Old Guy Strength

5/31/16

Tate Press:
4 sets x 10 reps x 55

One Arm Extensions:
4 sets x 10 reps x 40

Kickbacks:
4 sets x 12 reps x 35

Rope PD:
4 sets x 15 res x 125

Rope Extensions:
4 sets x 15 reps x 80

DB Curls:
4 sets x 10 reps x 60

Reverse DB Curls:
4 sets x 10 reps x 35

Poundstone Curls:
1 set x 43 reps

Treadmill:
20 minutes

Today I learned the hard way of not mixing the gym with politics. I won’t do it here either. Today I was on the treadmill between two guys I know pretty well from there. The election coverage was on TV and I asked one his thoughts. The other guy chimed in with an opposite view. I was then stuck in the middle of an ugly debate. Both would from time to time ask my opinion, but I was able to fend them off with non-answers. Never again I tell you…

HAH! Man that sounds like agony. I’m pathologically afraid of gym conversations. To the point that one time I forgot my iPod, but remembered my earbuds. So I went through my workout with the earbuds anyway to discourage conversation.

I swear I’m not a dick.

Gym conversations is one of many reasons I have mine set up at home.

Normally I have the ear buds in and the music cranked up. These were two guys I wanted to talk to though. I felt bad because I started the fight. I then felt pretty uncomfortable.

This reads like you were just a catalyst.

Ah… so you’re an instigator!
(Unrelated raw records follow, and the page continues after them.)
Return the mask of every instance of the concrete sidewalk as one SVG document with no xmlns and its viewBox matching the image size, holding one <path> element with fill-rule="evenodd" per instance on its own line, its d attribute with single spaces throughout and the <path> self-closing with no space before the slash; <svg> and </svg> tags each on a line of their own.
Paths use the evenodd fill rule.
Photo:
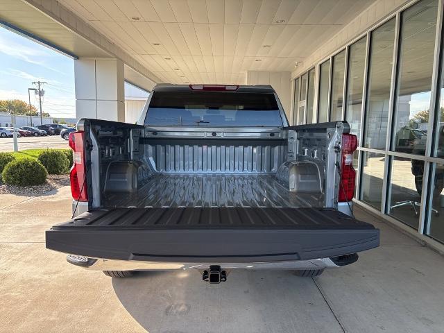
<svg viewBox="0 0 444 333">
<path fill-rule="evenodd" d="M 0 207 L 0 332 L 442 332 L 444 258 L 364 211 L 382 244 L 314 279 L 234 271 L 119 280 L 67 264 L 44 230 L 70 217 L 69 187 Z M 3 208 L 2 208 L 3 207 Z"/>
</svg>

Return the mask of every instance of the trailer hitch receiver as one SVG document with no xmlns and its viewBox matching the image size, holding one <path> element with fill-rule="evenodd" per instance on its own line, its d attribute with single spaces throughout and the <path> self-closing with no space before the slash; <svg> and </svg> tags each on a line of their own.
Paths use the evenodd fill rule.
<svg viewBox="0 0 444 333">
<path fill-rule="evenodd" d="M 224 282 L 227 280 L 227 272 L 221 270 L 220 266 L 212 265 L 210 269 L 203 271 L 202 280 L 210 283 Z"/>
</svg>

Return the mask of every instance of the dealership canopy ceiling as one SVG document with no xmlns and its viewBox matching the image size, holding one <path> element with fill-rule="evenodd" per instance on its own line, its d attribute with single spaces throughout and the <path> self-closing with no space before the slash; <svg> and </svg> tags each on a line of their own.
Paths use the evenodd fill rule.
<svg viewBox="0 0 444 333">
<path fill-rule="evenodd" d="M 293 70 L 373 2 L 0 0 L 0 19 L 74 57 L 119 58 L 142 87 L 137 74 L 241 84 L 249 70 Z"/>
</svg>

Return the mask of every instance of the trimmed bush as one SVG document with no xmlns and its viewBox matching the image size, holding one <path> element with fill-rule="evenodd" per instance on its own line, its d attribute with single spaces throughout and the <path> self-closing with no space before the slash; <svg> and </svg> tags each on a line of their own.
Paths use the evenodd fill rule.
<svg viewBox="0 0 444 333">
<path fill-rule="evenodd" d="M 65 153 L 65 155 L 66 155 L 67 158 L 68 159 L 68 161 L 69 161 L 69 169 L 70 169 L 71 166 L 72 166 L 72 164 L 74 163 L 74 161 L 72 159 L 72 149 L 63 149 L 62 151 Z"/>
<path fill-rule="evenodd" d="M 50 175 L 61 175 L 69 170 L 68 157 L 61 151 L 45 149 L 39 154 L 38 159 Z"/>
<path fill-rule="evenodd" d="M 10 153 L 0 153 L 0 173 L 10 162 L 15 160 L 15 157 Z"/>
<path fill-rule="evenodd" d="M 37 160 L 24 157 L 8 163 L 1 178 L 6 184 L 28 186 L 43 184 L 47 175 L 46 169 Z"/>
</svg>

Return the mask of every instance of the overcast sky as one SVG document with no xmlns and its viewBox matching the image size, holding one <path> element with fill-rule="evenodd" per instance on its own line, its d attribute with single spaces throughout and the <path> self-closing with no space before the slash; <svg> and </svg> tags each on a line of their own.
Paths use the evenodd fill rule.
<svg viewBox="0 0 444 333">
<path fill-rule="evenodd" d="M 28 103 L 33 82 L 46 81 L 43 112 L 75 118 L 74 60 L 46 46 L 0 27 L 0 99 Z M 38 109 L 38 96 L 31 103 Z"/>
</svg>

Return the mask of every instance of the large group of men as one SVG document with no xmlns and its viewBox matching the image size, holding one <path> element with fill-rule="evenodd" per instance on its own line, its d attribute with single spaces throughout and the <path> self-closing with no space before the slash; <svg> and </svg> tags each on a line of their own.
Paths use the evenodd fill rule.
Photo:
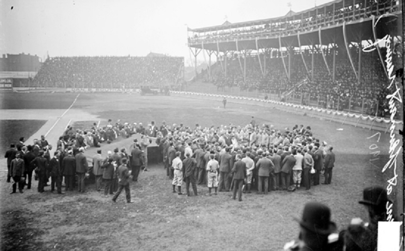
<svg viewBox="0 0 405 251">
<path fill-rule="evenodd" d="M 163 121 L 158 128 L 152 121 L 144 128 L 141 124 L 121 124 L 118 121 L 111 125 L 109 121 L 105 128 L 125 132 L 115 133 L 107 143 L 120 136 L 126 138 L 135 134 L 141 134 L 140 139 L 134 139 L 128 153 L 125 148 L 115 148 L 103 157 L 102 150 L 97 149 L 91 160 L 92 169 L 84 152 L 89 147 L 99 145 L 94 143 L 94 139 L 80 139 L 85 134 L 81 130 L 73 131 L 68 127 L 52 157 L 52 146 L 43 136 L 29 145 L 25 145 L 24 138 L 20 138 L 17 144 L 11 144 L 4 156 L 8 168 L 7 182 L 11 178 L 14 181 L 11 193 L 16 193 L 17 186 L 22 193 L 26 185 L 30 189 L 33 172 L 38 180 L 38 192 L 44 191 L 51 178 L 51 191 L 56 188 L 58 194 L 63 194 L 63 177 L 65 190 L 73 191 L 77 176 L 78 191 L 84 193 L 84 180 L 92 171 L 97 191 L 104 190 L 107 197 L 113 195 L 112 200 L 116 202 L 125 190 L 127 202 L 133 203 L 130 181 L 137 181 L 142 168 L 147 170 L 147 147 L 152 139 L 161 150 L 158 160 L 163 163 L 166 174 L 173 180 L 173 192 L 179 195 L 183 194 L 183 182 L 188 196 L 190 195 L 190 184 L 195 195 L 197 185 L 203 185 L 208 188 L 208 195 L 212 195 L 213 192 L 216 195 L 218 192 L 230 191 L 233 188 L 232 198 L 236 199 L 237 195 L 242 201 L 242 194 L 251 193 L 253 189 L 259 194 L 267 194 L 276 190 L 294 191 L 302 183 L 306 189 L 310 189 L 311 185 L 320 184 L 321 172 L 324 176 L 323 184 L 331 181 L 335 162 L 333 147 L 314 137 L 309 126 L 296 125 L 291 130 L 278 130 L 272 125 L 258 125 L 252 117 L 250 123 L 244 127 L 230 124 L 202 128 L 196 124 L 191 128 L 183 124 L 170 126 Z M 96 125 L 91 130 L 100 131 Z M 92 135 L 96 134 L 93 132 Z M 370 222 L 353 219 L 348 227 L 340 232 L 330 221 L 331 213 L 327 206 L 308 203 L 301 219 L 297 219 L 300 226 L 297 239 L 286 244 L 284 249 L 374 250 L 378 222 L 386 220 L 385 206 L 388 201 L 385 189 L 379 187 L 365 189 L 359 203 L 369 212 Z"/>
</svg>

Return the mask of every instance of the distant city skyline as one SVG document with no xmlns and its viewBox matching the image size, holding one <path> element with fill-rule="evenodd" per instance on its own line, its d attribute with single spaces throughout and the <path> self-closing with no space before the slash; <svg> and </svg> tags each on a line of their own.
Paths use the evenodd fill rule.
<svg viewBox="0 0 405 251">
<path fill-rule="evenodd" d="M 320 5 L 331 1 L 317 0 Z M 51 56 L 144 56 L 150 52 L 192 57 L 187 28 L 282 16 L 314 0 L 131 1 L 3 0 L 0 54 Z M 198 61 L 204 62 L 202 56 Z"/>
</svg>

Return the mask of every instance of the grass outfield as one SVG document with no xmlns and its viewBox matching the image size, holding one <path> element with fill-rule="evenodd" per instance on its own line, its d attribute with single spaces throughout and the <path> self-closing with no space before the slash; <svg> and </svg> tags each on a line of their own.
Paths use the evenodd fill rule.
<svg viewBox="0 0 405 251">
<path fill-rule="evenodd" d="M 171 181 L 161 165 L 155 165 L 141 174 L 138 182 L 131 184 L 135 203 L 127 205 L 125 195 L 113 204 L 111 198 L 95 191 L 94 185 L 85 195 L 75 192 L 58 195 L 47 187 L 43 194 L 31 189 L 10 195 L 6 193 L 9 184 L 2 180 L 2 201 L 10 202 L 1 205 L 2 250 L 276 251 L 297 237 L 298 224 L 293 219 L 300 216 L 308 201 L 328 205 L 340 229 L 352 218 L 367 219 L 357 202 L 365 187 L 385 186 L 387 177 L 381 169 L 387 159 L 388 135 L 382 133 L 377 142 L 367 139 L 375 131 L 254 106 L 229 102 L 224 109 L 221 101 L 81 94 L 73 108 L 85 109 L 103 122 L 111 118 L 144 124 L 154 120 L 158 126 L 163 120 L 189 126 L 244 125 L 254 116 L 257 122 L 277 128 L 310 125 L 315 137 L 334 146 L 332 184 L 292 193 L 243 195 L 241 202 L 232 200 L 230 193 L 206 196 L 207 188 L 198 186 L 199 196 L 188 197 L 172 194 Z M 85 127 L 93 122 L 76 125 Z M 372 165 L 369 147 L 375 143 L 381 152 Z M 34 184 L 36 189 L 36 182 Z"/>
<path fill-rule="evenodd" d="M 18 143 L 20 137 L 26 140 L 44 125 L 45 120 L 0 120 L 0 153 L 4 153 L 10 144 Z"/>
<path fill-rule="evenodd" d="M 77 93 L 0 92 L 0 109 L 66 109 Z"/>
</svg>

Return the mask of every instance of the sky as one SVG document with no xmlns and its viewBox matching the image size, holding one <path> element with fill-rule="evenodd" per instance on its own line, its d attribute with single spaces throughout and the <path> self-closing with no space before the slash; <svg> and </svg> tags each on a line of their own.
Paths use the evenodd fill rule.
<svg viewBox="0 0 405 251">
<path fill-rule="evenodd" d="M 0 0 L 0 54 L 192 56 L 195 28 L 285 15 L 331 0 Z M 186 64 L 188 64 L 186 63 Z"/>
</svg>

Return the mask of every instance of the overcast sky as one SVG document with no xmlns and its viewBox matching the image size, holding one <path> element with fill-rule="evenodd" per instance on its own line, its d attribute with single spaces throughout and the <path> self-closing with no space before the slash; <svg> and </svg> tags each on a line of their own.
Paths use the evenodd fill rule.
<svg viewBox="0 0 405 251">
<path fill-rule="evenodd" d="M 0 53 L 44 58 L 145 56 L 189 60 L 187 27 L 198 28 L 298 12 L 331 0 L 0 0 Z"/>
</svg>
You devious little so-an-so.

Yeah I kind of started it, and then wanted out.

6/3/16

Bench:
135 x 10, 185 x 3, 225 x 2, 245 x 1, 275 x 1, 315 x 1, 365 x 4, 335 x 4, 315 x 5

Floor Press (Smith Machine):
135 x 12
185 x 12
225 x 10
245 x 10
275 x 10

I felt stronger today. I did not need any help with 365. I decided to change things up with floor presses. The Smith Machine is the only area we have free to do them.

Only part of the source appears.